PAGE 6
Temple Trouble
by
“Hold on the people!” Stranor Sleth fairly howled, appealing to Verkan Vall. “What does he think a religion is, on this sector, anyhow? You think these savages dreamed up that six-armed monstrosity, up there, to express their yearning for higher things, or to symbolize their moral ethos, or as a philosophical escape-hatch from the dilemma of causation? They never even heard of such matters. On this sector, gods are strictly utilitarian. As long as they take care of their worshipers, they get their sacrifices: when they can’t put out, they have to get out. How do you suppose these Chulduns, living in the Caucasus Mountains, got the idea of a god like a crocodile, anyhow? Why, they got it from Homran traders, people from down in the Nile Valley. They had a god, once, something basically like a billy goat, but he let them get licked in a couple of battles, so out he went. Why, all the deities on this sector have hyphenated names, because they’re combinations of several deities, worshiped in one person. Do you know anything about the history of this sector?” he asked the Paratime Police officer.
“Well, it develops from an alternate probability of what we call the Nilo-Mesopotamian Basic sector-group,” Verkan Vall said. “On most Nilo-Mesopotamian sectors, like the Macedonian Empire Sector, or the Alexandrian-Roman or Alexandrian-Punic or Indo-Turanian or Europo-American, there was an Aryan invasion of Eastern Europe and Asia Minor about four thousand elapsed years ago. On this sector, the ancestors of the Aryans came in about fifteen centuries earlier, as neolithic savages, about the time that the Sumerian and Egyptian civilizations were first developing, and overran all southeast Europe, Asia Minor and the Nile Valley. They developed to the bronze-age culture of the civilizations they overthrew, and then, more slowly, to an iron-age culture. About two thousand years ago, they were using hardened steel and building large stone cities, just as they do now. At that time, they reached cultural stasis. But as for their religious beliefs, you’ve described them quite accurately. A god is only worshiped as long as the people think him powerful enough to aid and protect them; when they lose that confidence, he is discarded and the god of some neighboring people is adopted instead.” He turned to Brannad Klav. “Didn’t Stranor report this situation to you when it first developed?” he asked. “I know he did; he speaks of receiving shipments of grain by conveyer for temple distribution. Then why didn’t you report it to Paratime Police? That’s what we have a Paratime Police Force for.”

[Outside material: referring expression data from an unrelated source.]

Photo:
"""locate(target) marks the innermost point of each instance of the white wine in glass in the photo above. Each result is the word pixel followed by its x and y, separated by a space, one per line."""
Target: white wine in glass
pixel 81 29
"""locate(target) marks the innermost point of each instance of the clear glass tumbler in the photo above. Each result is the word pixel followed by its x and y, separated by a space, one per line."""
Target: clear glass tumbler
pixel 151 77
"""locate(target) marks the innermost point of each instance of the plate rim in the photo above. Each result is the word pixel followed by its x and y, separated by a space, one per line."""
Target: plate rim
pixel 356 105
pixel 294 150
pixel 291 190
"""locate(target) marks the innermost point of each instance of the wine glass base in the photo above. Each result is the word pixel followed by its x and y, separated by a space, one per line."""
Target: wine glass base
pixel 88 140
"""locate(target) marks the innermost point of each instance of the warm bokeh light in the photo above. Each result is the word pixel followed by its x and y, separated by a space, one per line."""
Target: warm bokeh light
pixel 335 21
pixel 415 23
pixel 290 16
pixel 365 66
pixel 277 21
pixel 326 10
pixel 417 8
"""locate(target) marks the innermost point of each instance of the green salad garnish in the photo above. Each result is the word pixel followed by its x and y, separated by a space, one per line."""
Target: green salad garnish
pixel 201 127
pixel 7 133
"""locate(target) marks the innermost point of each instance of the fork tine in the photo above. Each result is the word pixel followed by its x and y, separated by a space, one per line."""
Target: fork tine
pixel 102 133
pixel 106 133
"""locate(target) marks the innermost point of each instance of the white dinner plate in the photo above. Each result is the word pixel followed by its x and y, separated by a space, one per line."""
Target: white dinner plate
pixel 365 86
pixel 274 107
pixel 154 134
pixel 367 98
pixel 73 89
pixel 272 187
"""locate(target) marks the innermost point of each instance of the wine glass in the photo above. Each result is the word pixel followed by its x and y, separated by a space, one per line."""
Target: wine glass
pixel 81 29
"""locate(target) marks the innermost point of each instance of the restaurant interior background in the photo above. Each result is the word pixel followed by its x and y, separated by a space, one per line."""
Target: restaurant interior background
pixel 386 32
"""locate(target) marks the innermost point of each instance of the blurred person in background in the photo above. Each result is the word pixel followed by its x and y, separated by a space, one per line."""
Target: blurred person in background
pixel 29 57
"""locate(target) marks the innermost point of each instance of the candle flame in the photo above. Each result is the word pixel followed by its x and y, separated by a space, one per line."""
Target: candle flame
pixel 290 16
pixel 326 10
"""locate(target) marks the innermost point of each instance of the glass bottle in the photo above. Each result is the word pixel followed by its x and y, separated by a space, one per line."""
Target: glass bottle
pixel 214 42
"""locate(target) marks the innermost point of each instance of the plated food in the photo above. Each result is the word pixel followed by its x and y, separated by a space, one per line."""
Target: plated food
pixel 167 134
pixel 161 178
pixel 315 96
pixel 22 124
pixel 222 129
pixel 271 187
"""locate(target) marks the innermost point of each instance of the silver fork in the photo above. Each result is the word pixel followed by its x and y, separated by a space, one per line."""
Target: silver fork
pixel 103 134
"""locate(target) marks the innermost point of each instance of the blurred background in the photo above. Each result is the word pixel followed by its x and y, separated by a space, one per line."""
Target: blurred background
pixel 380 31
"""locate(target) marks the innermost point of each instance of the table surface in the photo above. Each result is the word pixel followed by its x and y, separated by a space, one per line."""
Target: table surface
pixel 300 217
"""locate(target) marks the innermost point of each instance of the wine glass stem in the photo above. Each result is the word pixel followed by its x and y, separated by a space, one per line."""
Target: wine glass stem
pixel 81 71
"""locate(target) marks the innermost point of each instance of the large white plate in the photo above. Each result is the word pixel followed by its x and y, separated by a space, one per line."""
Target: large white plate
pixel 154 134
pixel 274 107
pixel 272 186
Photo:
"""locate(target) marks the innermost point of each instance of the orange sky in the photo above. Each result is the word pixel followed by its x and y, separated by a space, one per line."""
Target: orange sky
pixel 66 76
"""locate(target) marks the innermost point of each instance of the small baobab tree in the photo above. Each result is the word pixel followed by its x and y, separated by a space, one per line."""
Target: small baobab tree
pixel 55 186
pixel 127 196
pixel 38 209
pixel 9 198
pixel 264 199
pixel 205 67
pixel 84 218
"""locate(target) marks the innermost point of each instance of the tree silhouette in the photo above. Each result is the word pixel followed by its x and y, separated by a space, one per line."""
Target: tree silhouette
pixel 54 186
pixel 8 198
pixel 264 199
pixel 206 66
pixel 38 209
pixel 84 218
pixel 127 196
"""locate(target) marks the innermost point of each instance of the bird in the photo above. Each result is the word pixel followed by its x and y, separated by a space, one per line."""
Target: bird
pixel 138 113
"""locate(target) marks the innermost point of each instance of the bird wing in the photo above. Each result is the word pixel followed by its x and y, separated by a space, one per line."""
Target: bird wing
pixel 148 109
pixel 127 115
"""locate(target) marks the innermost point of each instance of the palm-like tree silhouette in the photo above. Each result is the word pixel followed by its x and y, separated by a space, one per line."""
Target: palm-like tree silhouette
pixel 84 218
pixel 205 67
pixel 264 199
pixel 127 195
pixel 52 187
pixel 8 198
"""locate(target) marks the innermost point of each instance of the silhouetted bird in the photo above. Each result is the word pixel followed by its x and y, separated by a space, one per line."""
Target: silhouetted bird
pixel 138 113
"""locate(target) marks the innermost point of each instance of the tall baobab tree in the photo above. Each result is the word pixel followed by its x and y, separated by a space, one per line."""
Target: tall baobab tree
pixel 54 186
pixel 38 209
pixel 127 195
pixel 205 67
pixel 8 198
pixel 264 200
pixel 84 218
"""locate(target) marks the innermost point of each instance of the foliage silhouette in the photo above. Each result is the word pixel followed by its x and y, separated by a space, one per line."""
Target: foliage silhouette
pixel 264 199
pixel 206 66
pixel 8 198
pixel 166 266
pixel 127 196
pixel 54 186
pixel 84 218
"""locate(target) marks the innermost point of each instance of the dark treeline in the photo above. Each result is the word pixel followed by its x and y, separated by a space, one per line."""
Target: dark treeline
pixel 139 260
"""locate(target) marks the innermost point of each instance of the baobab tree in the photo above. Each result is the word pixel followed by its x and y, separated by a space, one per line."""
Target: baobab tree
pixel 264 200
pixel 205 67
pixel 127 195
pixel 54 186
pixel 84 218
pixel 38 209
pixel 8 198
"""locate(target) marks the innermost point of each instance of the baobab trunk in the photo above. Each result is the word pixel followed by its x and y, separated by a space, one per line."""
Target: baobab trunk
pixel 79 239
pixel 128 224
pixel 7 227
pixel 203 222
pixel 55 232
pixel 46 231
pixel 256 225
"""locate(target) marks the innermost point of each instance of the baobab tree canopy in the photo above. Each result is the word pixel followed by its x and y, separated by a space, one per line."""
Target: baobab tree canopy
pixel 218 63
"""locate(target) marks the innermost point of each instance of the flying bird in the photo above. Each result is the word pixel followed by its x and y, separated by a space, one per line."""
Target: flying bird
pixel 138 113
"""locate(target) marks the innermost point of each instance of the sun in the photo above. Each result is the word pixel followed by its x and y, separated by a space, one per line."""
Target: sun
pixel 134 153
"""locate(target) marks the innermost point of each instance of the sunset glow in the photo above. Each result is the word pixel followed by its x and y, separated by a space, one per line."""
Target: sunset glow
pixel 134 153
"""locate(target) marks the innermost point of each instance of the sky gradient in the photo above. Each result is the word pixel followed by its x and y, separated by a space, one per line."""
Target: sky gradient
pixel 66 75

“Well, yes, of course, but I had enough confidence in Stranor Sleth to think that he could handle the situation himself. I didn’t know he’d gone slack–“
“Look, I can’t make weather, even if my parishioners think I can,” Stranor Sleth defended himself. “And I can’t make a great military genius out of a blockhead like Kurchuk. And I can’t immunize all the rabbits on this time-line against tularemia, even if I’d had any reason to expect a tularemia epidemic, which I hadn’t because the disease is unknown on this sector; this is the only outbreak of it anybody’s ever heard of on any Proto-Aryan time-line.”
“No, but I’ll tell you what you could have done,” Verkan Vall told him. “When this Kurchuk started to apostatize, you could have gone to him at the head of a procession of priests, all paratimers and all armed with energy-weapons, and pointed out his spiritual duty to him, and if he gave you any back talk, you could have pulled out that needler and rayed him down and then cried, ‘Behold the vengeance of Yat-Zar upon the wicked king!’ I’ll bet any sum at any odds that his successor would have thought twice about going over to Muz-Azin, and none of these other kings would have even thought once about it.”
“Ha, that’s what I wanted to do!” Stranor Sleth exclaimed. “And who stopped me? I’ll give you just one guess.”